Thursday, June 28, 2012


Sonnet XVII

I do not love you as if you were salt-rose, or topaz,
or the arrow of carnations the fire shoots off.
I love you as certain dark things are to be loved,
in secret, between the shadow and the soul.

I love you as the plant that never blooms
but carries in itself the light of hidden flowers;
thanks to your love a certain solid fragrance,
risen from the earth, lives darkly in my body.

I love you without knowing how, or when, or from where.
I love you straightforwardly, without complexities or pride;
so I love you because I know no other way

than this: where I does not exist, nor you,
so close that your hand on my chest is my hand,
so close that your eyes close as I fall asleep.

 Pablo Neruda
 (Thank you to my facebook friend Norvie for reminding me of Neruda.)
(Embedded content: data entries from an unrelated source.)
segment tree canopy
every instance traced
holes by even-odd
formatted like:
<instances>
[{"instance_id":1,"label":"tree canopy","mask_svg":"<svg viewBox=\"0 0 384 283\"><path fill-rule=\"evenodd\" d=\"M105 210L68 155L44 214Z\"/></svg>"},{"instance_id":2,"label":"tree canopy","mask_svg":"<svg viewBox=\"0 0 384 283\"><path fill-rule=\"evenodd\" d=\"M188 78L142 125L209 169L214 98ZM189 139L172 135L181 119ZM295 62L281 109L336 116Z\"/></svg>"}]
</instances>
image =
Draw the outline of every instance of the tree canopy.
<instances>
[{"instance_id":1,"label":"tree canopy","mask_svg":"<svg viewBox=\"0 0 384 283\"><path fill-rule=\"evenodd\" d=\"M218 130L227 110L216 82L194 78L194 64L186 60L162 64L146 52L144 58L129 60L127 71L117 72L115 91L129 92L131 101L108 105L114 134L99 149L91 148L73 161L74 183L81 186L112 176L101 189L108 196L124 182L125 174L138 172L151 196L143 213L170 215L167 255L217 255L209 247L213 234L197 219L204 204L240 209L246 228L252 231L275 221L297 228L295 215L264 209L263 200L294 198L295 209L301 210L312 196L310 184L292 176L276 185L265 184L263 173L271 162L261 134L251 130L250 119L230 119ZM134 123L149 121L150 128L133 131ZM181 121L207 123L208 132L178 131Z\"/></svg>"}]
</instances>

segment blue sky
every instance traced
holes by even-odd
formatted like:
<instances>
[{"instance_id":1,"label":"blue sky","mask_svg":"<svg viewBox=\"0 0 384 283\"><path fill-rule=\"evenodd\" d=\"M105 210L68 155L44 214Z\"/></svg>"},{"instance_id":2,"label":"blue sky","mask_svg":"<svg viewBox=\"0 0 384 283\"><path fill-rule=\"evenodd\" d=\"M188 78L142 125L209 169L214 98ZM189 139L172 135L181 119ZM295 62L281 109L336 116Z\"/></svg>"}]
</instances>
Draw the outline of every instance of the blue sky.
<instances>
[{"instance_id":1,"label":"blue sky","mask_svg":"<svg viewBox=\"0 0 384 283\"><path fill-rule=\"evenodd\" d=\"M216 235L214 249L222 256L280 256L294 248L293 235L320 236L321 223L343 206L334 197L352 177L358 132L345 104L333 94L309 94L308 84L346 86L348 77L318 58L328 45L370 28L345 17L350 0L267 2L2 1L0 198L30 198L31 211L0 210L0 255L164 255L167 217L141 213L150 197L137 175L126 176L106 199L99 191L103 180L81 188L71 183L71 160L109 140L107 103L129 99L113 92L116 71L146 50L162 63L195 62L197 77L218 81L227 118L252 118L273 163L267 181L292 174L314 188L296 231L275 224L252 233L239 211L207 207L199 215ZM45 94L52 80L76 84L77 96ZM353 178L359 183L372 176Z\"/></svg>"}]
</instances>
Miles and miles traveled since I last posted.  By car, by plane, by foot, down highways, back roads, vineyards and suburbs, rolling golden hills and waving fields of corn. The Atlantic, the Alleghany mountains, the Susquehanna, Chenango, Lake Erie, the Pacific shore, the mighty virgin redwoods, good hearted people all along the way.  Affluence, poverty, and so many in the strange middleland.  Northern California by way of San Francisco..plane travel...still cannot quite feel at home with being in the air in a compressed air machine flying how many miles per hour?  38,000 feet above the earth?  Can you?
The idea that we can propel ourselves through space in this fashion..metal boxes hurtling us compelling us to move ever faster, travel ever further, yet we continue to war, we continue to anger, some are starving while overweight in America takes the vanilla wafers from the steward without even thinking, takes the coke in the plastic cup while soaring like a steel bird leaving trails of jet fuel to be absorbed into mammals milk, all in the name of progress, globalization, so we don't have to know anymore, the exact number of hours it takes for a human or animal to walk 3500 miles across the land. We have forgotten our roots, but we try to remember through the arts, through our gardens, through our human connection when we share a loss or joy, and we need an embrace, a holding.